Families turned out to protest against incinerator plans near Coylton and Ochiltree on Saturday with passing drivers tooting horns to support their cause.
Dozens of objections have been lodged against an incinerator after firm Barr have applied for planning permission to build the facility at the Killoch Depot off the A70 between Ayr and Cumnock.
Mum-of-two Lindsay Dick urges people who are against the plan to submit their objections to East Ayrshire Council on the planning portal website.
The 41-year-old from Coylton said: “I haven’t spoken to anyone who thinks this is a good idea. There is a feeling of anger.
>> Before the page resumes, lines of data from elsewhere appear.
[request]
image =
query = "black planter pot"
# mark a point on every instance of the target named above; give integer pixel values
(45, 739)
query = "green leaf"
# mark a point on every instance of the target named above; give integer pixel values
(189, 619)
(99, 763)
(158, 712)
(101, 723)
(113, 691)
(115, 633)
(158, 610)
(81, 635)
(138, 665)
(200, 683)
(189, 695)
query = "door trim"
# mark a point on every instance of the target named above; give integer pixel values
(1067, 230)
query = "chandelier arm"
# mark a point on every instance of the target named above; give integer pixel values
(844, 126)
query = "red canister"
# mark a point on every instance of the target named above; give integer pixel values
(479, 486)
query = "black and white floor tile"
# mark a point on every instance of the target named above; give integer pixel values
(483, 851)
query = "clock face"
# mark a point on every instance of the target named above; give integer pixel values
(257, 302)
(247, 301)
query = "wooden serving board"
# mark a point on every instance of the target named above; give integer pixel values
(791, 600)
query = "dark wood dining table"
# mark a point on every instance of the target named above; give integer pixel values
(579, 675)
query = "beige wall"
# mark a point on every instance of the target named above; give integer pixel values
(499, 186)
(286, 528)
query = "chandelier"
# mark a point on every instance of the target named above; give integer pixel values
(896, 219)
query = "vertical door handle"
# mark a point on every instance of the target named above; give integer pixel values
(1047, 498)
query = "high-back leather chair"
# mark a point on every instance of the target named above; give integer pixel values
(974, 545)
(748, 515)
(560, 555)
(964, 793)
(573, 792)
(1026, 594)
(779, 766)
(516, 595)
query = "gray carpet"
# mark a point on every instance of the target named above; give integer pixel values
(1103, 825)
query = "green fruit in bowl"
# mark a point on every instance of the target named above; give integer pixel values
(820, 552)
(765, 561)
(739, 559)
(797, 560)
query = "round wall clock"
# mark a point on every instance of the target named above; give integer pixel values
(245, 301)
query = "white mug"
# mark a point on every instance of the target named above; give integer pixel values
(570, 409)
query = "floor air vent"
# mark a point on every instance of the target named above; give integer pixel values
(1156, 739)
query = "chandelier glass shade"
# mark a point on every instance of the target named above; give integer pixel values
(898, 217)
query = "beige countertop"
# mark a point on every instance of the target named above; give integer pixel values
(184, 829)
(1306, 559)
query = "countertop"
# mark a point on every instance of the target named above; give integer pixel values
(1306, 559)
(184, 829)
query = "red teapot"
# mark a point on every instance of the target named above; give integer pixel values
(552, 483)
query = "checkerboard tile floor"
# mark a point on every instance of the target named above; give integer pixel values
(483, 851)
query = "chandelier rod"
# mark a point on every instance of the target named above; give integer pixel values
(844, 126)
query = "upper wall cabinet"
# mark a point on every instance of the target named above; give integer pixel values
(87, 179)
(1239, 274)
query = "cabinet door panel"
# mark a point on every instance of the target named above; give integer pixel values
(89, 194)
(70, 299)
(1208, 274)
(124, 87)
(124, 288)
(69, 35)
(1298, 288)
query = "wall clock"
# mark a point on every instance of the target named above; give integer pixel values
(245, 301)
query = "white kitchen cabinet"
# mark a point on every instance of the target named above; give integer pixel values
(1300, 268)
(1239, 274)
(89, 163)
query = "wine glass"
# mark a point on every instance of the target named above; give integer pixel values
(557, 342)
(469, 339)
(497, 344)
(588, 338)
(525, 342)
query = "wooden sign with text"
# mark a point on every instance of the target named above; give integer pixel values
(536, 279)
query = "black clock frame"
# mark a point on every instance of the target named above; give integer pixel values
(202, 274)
We are worried about health and wellbeing being impacted as we believe the incinerator will cause pollution.
“There will also be more traffic and there is a visual impact on the surrounding farmland and communities.”
Coylton resident Jim Gray, 63, said: “There is evidence to suggest that incinerators are worse for the environment because they emit more CO2 than landfill, coal or gas fired power plants.”
He said: “They seem to be built in areas of low employment but they don’t generate many jobs.”
National Farmers’ Union regional manager Christine Cuthbertson is among objectors to the bid.
There are increasing calls for the Scottish Government to introduce a moratorium on incinerators in the country.
The proposed Barr facility would have a 75 metre flu stack.
It will process 166,000 tonnes of non-recyclable waste per year and save 69,000 tonnes of carbon dioxide emissions annually according to Barr.
A design statement submitted by Barr to East Ayrshire Council said the plant will “manage non-hazardous and non-recyclable residual waste.”
It added: “The proposed (energy recovery plant) ERP has been designed to be an exemplar waste management facility in the context of the existing site use and the area’s industrial heritage. The design of the scheme aims to create an efficient, safe and aesthetically suitable solution for the recovery of waste at Killoch.”
The rubbish processing would generate electricity it is understood.
Gavin Ramsey, managing director of Barr Environmental, said: “The Killoch Energy Recovery Park project will unlock a wide range of benefits and opportunities locally, regionally and for Scotland as a whole. First and foremost, it will help East Ayrshire to deliver on the Scottish Government’s statutory landfill diversion targets, which aim to reduce the amount of waste going to landfill to just five per cent by 2025 and completely ban the landfilling of biodegradable waste by the same date.
“We need to see significant investment in waste infrastructure of the type we’re proposing or Scotland will not be able to meet that target without sending our waste to be dealt with elsewhere in the UK, and we will have no way of managing the significant amounts of waste that still cannot be recycled.
"In preparing our plans we have conducted careful technical assessments which show that, even using the most conservative of measures, the facility we’re proposing will be operated cleanly, safely and in a completely responsible manner. This extends to the traffic associated with our site as well as the stringent measures we will be putting in place to protect local air quality.”
Consultation has taken place online.